Bupati berharap prestasi dan amanah ini selalu dapat dipertahankan dan ditingkatkan dimasa mendatang.
Sesuai dengan ketentuan bahwa Laporan Pertanggungjawaban (LPj) disampaikan ke DPRD setelah laporan keuangan yang telah diperiksa oleh Badan Pemeriksa Keuangan diterima oleh Pemerintah Daerah.
“Untuk itu, kami harapkan saran dan masukan dari pimpinan dan anggota dewan yang terhormat untuk perbaikan kinerja penyelenggaraan Pemerintahan.
Berdasakan Laporan Realisasi Anggaran, untuk tahun yang berakhir sampai dengan 31 Desember 2025, terdiri dari:
1.Pendapatan Daerah Pendapatan setelah Perubahan Tahun 2025 sebesar 3 Triliun 326 Milyar 672 Juta 765 Ribu 892 Rupiah, terealisasi sebesar 3 Triliun 889 Milyar 547 Juta 31 Ribu 536 Rupiah 24 Sen,
Selisih anggaran dengan realisasi pendapatan daerah kurang/lebih sebesar 562 Milyar 874 Juta 265 Ribu 644 Rupiah 24 Sen.
2. Belanja Daerah, Belanja setelah Perubahan sebesar 4 Triliun 124 Milyar 271 Juta 626 Ribu 919 Rupiah 45 sen, terealisasi sebesar 3 Triliun 349 Milyar 81 Juta 701 Ribu 745 Rupiah. Selisih anggaran dengan realisasi belanja lebih sebesar775 Milyar 189 Juta 925 Ribu 174 Rupiah 45 Sen.
3. Surplus/Defisit, Surplus/Defisit setelah perubahan 797 Milyar 598 Juta 861 Ribu 27 Rupiah 45 Sen, terealisasi sebesar 540 Milyar 465 Juta 329 Ribu 791 Rupiah 24 Sen. Selisih anggaran dengan realisasi surplus/defisit lebih sebesar 257 Milyar 133 Juta 531 Ribu 236 Rupiah 21 Sen.
4. Pembiayaan Daerah
a. Penerimaan pembiayaan setelah perubahan sebesar 837 Milyar 598 Juta 861 Ribu 27 Rupiah 45 Sen dengan realisasi 100 Persen.
b. Pengeluaran pembiayaan setelah perubahan 35 Milyar Rupiah dengan realisasi 87,50 Persen.
Sehingga Sisa Lebih Perhitungan Anggaran (SILPA) Tahun Anggaran 2025 sebesar 1 Triliyun 343 Milyar 64 Juta 190 Ribu 818 Rupiah 69 Sen.
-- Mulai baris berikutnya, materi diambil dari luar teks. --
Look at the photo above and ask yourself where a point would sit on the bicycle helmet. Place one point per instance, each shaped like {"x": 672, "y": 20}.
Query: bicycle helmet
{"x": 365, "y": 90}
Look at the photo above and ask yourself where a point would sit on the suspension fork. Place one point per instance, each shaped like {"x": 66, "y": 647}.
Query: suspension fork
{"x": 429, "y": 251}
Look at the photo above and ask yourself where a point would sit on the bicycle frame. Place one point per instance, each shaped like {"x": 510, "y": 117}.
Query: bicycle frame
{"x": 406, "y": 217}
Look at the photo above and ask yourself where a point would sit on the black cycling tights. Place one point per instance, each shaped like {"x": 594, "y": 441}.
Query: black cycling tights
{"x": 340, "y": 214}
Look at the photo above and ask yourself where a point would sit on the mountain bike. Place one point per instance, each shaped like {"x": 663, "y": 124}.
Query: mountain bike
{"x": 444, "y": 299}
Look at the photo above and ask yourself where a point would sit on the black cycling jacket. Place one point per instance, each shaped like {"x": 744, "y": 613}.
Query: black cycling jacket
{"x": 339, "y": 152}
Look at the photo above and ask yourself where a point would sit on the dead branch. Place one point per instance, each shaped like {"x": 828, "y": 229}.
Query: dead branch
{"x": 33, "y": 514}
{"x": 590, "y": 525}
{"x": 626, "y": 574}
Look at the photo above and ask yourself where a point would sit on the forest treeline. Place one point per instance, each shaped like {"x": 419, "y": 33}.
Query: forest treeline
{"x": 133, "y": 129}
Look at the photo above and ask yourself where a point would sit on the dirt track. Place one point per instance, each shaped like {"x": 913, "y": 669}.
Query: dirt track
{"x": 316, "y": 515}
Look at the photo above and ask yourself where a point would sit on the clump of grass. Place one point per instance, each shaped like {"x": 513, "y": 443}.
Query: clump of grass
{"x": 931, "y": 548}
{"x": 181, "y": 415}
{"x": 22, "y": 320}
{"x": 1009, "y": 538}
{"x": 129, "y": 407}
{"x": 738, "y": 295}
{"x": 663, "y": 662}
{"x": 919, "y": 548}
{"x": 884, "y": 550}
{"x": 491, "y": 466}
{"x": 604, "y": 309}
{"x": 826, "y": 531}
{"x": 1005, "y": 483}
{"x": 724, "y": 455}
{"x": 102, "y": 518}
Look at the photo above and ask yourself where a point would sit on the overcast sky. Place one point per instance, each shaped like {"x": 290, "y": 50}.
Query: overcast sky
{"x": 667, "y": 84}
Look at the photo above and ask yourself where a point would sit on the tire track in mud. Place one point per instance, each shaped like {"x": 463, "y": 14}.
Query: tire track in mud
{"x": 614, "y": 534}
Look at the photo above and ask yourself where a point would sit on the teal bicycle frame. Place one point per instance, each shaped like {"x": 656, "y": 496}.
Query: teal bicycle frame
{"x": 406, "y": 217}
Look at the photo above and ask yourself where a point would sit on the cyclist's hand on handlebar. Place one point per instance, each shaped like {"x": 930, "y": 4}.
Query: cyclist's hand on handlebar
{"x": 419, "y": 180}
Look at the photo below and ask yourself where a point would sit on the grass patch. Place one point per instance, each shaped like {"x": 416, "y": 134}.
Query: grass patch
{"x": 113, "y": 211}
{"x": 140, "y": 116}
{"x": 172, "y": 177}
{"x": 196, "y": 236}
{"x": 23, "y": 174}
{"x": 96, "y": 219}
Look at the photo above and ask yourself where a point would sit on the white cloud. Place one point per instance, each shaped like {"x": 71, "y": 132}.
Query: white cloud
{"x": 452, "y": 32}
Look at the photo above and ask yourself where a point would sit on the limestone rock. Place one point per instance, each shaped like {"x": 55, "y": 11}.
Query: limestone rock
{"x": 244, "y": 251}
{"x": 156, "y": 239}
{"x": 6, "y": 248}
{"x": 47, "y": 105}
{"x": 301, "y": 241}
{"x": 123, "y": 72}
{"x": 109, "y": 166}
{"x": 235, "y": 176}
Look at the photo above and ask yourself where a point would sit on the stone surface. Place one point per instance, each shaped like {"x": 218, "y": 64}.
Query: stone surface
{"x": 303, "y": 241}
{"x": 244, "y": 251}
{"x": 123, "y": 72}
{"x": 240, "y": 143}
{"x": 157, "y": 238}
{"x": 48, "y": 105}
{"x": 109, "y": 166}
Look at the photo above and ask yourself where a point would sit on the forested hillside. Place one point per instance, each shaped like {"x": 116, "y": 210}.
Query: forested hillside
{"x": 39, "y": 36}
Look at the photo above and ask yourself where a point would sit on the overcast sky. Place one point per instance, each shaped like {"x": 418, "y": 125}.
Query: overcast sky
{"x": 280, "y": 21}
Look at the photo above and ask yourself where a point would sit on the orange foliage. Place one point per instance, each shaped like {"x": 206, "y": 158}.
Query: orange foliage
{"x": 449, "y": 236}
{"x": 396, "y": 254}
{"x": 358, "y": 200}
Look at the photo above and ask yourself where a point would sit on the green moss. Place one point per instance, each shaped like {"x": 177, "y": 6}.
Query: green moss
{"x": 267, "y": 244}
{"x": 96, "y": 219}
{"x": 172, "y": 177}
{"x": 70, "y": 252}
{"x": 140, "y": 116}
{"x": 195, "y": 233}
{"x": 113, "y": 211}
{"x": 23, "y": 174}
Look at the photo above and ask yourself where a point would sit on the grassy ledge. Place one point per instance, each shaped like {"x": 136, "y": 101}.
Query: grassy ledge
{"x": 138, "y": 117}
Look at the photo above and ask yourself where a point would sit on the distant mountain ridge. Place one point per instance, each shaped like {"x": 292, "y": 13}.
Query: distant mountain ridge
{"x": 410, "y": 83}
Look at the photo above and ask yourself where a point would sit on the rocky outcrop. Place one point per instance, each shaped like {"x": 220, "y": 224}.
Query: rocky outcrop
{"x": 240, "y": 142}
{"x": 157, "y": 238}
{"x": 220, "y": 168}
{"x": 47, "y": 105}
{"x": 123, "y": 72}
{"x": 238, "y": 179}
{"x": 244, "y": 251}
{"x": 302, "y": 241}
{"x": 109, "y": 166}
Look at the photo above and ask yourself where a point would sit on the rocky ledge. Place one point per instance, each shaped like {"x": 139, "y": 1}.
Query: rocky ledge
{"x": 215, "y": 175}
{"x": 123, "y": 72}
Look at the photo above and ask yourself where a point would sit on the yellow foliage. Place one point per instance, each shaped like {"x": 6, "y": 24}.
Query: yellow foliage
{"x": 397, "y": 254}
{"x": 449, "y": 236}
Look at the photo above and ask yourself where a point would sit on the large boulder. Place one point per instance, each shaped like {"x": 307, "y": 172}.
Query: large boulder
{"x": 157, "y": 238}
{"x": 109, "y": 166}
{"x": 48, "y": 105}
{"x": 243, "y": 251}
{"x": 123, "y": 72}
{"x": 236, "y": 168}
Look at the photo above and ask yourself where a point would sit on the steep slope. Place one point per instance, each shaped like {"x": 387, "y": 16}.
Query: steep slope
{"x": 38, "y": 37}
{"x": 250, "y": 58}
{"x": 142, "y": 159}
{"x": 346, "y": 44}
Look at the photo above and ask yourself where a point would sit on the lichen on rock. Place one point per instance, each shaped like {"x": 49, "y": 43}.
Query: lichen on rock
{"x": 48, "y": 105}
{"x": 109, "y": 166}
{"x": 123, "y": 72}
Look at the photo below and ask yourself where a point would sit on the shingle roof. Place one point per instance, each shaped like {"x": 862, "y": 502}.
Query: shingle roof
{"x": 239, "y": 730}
Pemerintah Kabupaten Tanah Bumbu terus berupaya mengerahkan segenap sumber daya dan potensi yang ada, untuk mewujudkan masyarakat Tanah Bumbu yang Maju, Makmur dan Beradab.
Penyampaian Raperda tentang Pertanggungjawaban Pelaksanaan Anggaran Pendapatan dan Belanja Daerah Tahun Anggaran 2025 ini, merupakan amanat BAB VIII (Delapan) pada Lampiran Permendagri Nomor 77 Tahun 2020 tentang Teknis Pengelolaan Keuangan Daerah.
Dimana disebutkan bahwa Kepala Daerah menyampaikan rancangan Peraturan Daerah tentang pertanggungjawaban pelaksanaan APBD kepada DPRD dengan dilampiri laporan keuangan yang telah diperiksa oleh Badan Pemeriksa Keuangan serta ikhtisar laporan kinerja dan laporan keuangan BUMD paling lambat 6 (enam) bulan setelah tahun anggaran berakhir.